As of fall 2016, 1 in 3 Oregonians on OHP — about 378,000 people — had joined the program under the expansion, according to an OHA report. That number has since declined to roughly 355,000.
In Central Oregon, that population included nearly 23,000 people as of fall 2016, according to the report. Another 34,500 had been on the program prior to the expansion.
Mosaic Medical, a community health center with clinics throughout Central Oregon, has about 5,000 patients who are on OHP as a result of the ACA expansion. Dr. Christine Pierson, Mosaic’s chief medical officer, said patients are in tears over the prospect of losing coverage. Many of them have just begun getting the medical care they needed for years, she said.
“There’s a lot of fear about what’s going to happen,” Pierson said. “We’ve finally gotten them on regimens of medication and things they need to sustain good health and now they fear, ‘What’s going to happen if that goes away? I cannot afford those things.’”
Medicaid in Oregon is administered largely through 16 regional coordinated care organizations, which are funded based on how many members they have. If approved, the changes would be a difficult blow for CCOs.
Leslie Neugebauer, director of Central Oregon CCO’s, PacificSource Community Solutions, declined to provide an opinion on the new budget proposal. She said it’s not clear how much revenue the CCO would lose or whether it would have to cut services.
“We haven’t had discussions internally about how it might affect operations because it’s not finalized yet,” she said.
Part of the idea behind a budget framework is to make it so “unpalatable” that legislators agree on new revenue measures to help fill the budget hole, said Ben Hoyne, executive director of CCO Oregon, a nonprofit member association that supports CCOs. Nonetheless, he said the cuts to Medicaid expansion would hurt CCOs.
“Honestly when you’re paid by the number of lives covered, cutting that in half would be a dramatic cut,” Hoyne said.

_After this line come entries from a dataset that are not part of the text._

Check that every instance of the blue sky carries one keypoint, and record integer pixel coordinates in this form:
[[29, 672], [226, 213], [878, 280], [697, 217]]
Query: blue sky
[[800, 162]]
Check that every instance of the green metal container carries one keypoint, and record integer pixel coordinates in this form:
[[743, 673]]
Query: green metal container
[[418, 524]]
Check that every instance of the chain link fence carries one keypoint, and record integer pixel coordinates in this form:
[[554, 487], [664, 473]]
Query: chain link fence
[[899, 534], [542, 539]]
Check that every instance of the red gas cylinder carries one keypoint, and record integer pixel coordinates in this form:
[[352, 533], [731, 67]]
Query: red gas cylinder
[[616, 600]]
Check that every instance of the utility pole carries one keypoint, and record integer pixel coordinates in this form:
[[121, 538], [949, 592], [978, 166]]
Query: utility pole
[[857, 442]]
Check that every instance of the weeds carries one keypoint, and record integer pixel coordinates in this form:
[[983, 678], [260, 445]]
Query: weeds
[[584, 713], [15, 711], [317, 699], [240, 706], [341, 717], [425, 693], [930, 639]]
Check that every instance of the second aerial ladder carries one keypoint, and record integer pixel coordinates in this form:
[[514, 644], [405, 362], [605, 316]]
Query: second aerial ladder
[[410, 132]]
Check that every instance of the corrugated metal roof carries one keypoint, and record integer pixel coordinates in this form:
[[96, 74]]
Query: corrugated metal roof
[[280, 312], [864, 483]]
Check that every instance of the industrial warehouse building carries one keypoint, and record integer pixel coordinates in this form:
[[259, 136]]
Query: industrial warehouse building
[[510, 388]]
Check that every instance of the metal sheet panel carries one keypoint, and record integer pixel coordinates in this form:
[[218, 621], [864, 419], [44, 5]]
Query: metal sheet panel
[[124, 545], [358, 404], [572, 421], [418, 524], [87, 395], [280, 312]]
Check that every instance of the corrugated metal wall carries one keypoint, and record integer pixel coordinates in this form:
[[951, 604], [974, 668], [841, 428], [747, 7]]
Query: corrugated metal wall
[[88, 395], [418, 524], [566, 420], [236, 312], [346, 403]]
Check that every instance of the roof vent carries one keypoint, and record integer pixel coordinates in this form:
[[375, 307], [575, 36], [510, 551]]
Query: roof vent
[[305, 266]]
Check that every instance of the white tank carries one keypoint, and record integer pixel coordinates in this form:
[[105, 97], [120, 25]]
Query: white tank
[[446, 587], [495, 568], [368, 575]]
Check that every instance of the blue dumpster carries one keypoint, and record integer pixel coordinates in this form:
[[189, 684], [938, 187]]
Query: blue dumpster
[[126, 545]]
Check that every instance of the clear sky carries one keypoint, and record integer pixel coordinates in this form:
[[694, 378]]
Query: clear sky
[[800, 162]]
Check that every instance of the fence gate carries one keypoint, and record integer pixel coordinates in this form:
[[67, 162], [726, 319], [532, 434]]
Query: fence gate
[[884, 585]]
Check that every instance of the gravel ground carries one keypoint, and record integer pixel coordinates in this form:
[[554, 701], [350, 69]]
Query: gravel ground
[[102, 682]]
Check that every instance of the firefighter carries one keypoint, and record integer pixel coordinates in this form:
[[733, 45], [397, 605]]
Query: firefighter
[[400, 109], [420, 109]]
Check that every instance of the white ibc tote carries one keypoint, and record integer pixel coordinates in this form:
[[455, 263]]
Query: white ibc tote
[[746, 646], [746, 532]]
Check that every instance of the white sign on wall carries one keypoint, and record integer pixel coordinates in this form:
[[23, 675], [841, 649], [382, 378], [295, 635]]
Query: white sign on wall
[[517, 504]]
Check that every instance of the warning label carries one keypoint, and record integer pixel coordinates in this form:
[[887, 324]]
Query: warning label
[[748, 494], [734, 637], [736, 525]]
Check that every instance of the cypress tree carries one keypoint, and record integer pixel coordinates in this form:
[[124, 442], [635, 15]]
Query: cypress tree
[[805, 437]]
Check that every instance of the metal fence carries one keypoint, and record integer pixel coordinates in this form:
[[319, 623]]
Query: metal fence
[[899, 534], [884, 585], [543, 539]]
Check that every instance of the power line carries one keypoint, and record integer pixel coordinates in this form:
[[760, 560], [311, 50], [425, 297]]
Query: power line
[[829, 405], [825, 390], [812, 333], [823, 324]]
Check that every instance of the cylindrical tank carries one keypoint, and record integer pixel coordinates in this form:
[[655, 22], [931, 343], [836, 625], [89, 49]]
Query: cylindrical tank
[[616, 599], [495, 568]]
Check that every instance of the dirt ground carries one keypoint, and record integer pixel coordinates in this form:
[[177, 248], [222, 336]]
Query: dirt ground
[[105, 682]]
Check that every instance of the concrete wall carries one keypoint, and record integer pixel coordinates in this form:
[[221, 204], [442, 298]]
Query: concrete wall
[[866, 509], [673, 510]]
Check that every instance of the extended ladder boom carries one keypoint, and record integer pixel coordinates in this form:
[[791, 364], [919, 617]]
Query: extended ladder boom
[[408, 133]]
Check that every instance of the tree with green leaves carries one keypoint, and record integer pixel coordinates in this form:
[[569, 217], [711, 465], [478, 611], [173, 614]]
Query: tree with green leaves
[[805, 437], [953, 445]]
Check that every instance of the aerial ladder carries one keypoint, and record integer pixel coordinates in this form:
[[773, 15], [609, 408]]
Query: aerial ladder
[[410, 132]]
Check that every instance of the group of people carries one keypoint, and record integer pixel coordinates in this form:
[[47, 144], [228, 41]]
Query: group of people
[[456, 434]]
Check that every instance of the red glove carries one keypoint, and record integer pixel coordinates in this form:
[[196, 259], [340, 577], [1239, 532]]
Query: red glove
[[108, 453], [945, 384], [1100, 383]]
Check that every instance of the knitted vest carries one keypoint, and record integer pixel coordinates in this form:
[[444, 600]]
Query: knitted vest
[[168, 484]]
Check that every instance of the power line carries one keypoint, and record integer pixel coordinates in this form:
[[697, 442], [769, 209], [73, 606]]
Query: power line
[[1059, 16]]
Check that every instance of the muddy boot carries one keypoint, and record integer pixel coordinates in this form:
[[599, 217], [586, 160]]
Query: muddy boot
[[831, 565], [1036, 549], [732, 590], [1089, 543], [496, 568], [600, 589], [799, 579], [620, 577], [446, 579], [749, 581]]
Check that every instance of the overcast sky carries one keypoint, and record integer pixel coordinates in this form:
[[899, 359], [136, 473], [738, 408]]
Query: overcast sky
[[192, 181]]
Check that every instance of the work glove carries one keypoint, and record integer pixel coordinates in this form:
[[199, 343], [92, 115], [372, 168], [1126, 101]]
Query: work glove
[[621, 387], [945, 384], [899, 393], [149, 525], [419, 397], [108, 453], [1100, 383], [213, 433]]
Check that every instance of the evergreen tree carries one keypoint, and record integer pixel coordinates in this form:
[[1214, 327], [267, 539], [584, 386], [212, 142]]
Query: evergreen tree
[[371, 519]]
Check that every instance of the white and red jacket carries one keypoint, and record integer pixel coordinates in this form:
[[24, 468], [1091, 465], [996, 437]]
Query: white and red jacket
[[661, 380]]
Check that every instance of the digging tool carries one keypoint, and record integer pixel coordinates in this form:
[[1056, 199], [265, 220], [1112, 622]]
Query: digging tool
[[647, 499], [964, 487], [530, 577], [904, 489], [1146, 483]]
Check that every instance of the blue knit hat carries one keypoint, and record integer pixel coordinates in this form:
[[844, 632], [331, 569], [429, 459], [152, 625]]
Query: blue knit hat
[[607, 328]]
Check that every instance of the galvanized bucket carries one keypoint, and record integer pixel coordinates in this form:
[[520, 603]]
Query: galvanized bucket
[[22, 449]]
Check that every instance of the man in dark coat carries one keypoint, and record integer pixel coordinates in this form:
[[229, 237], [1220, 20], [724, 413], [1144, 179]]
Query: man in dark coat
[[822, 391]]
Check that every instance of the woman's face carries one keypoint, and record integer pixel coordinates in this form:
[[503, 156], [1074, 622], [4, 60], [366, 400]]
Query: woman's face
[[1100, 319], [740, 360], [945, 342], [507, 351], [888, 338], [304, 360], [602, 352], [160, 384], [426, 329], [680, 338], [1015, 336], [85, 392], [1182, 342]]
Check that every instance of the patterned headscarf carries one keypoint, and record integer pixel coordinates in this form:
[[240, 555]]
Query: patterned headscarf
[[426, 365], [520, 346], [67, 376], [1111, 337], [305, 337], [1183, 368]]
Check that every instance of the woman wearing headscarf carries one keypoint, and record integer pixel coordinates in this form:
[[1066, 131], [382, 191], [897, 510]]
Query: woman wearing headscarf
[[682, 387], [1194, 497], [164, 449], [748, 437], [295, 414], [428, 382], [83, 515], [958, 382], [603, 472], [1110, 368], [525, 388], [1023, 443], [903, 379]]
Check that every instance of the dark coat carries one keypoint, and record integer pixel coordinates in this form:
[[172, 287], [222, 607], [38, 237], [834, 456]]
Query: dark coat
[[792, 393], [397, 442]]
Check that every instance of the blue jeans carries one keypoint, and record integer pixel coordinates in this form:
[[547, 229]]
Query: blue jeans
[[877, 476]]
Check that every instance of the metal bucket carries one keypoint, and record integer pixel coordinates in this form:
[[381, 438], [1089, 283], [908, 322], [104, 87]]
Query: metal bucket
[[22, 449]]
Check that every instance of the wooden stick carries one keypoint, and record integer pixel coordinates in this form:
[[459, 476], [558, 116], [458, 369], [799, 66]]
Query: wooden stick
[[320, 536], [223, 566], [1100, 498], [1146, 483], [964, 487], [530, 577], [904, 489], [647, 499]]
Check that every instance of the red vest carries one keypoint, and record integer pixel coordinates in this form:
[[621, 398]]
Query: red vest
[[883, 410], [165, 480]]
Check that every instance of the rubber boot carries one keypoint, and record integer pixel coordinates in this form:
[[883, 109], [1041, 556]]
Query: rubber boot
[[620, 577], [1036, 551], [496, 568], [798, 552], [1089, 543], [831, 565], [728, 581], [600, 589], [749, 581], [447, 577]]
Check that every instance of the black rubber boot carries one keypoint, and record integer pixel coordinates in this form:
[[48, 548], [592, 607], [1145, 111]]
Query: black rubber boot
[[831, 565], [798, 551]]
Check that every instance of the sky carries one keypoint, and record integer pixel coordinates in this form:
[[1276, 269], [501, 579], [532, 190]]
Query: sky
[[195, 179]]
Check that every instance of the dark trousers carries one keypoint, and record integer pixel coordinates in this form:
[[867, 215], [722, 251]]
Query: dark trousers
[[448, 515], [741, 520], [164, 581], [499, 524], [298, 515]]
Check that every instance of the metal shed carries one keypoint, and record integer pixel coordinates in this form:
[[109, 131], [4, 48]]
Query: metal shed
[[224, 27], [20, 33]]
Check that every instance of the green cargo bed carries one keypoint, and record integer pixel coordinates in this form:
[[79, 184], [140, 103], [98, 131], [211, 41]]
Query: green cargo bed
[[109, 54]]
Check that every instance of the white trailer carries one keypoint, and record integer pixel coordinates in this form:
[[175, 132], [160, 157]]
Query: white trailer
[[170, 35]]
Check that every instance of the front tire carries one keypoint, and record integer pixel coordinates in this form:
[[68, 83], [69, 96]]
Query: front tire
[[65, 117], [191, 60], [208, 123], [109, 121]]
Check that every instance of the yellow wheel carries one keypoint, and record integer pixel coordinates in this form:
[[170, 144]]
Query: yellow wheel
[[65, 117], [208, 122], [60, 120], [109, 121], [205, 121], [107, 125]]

The state has only about a 6 percent increase in general fund dollars and other money to address its 2017-19 needs, said Devlin, an author of the budget framework and co-chair of the joint Ways and Means Committee. Most state functions, such as education and public safety, require 8 percent budget increases to continue operating at current levels, he said.
The OHA, by contrast, would need a 50 percent budget increase, Devlin said. That’s because much of the agency is funded by one-time funds or funds whose sources are changing. The federal government’s contribution to Oregon’s Medicaid program is declining across the board, and the CCOs did not receive any of the $1.25 billion the OHA had requested from the federal government over the next five years to continue its reform efforts.
The budget framework also proposes cutting some of the services Medicaid covers entirely. It would also reduce funding for dental and addiction services, school-based health centers, family planning services, tobacco cessation programs, county health departments and would close wards at the Junction City and Salem campuses of the Oregon State Hospital.
The cuts would affect people like 39-year-old Angela Bishop of Prineville. She joined OHP after losing the coverage she’d had through her husband’s employer, a local mill that closed in 2015.
Bishop has four kids and has been battling recurring cervical cancer since 1999. OHP has allowed her to continue her treatments. Her next surgery is scheduled for April.
“If I didn’t have the Oregon Health Plan, I wouldn’t have been able to be alive today,” Bishop said.
Palin is looking for a job and said she plans to get off of OHP once she finds one. But for now, the program pays for the machine and medications that keep her healthy. Losing it would be tough.
“It would be pretty traumatic for me,” she said.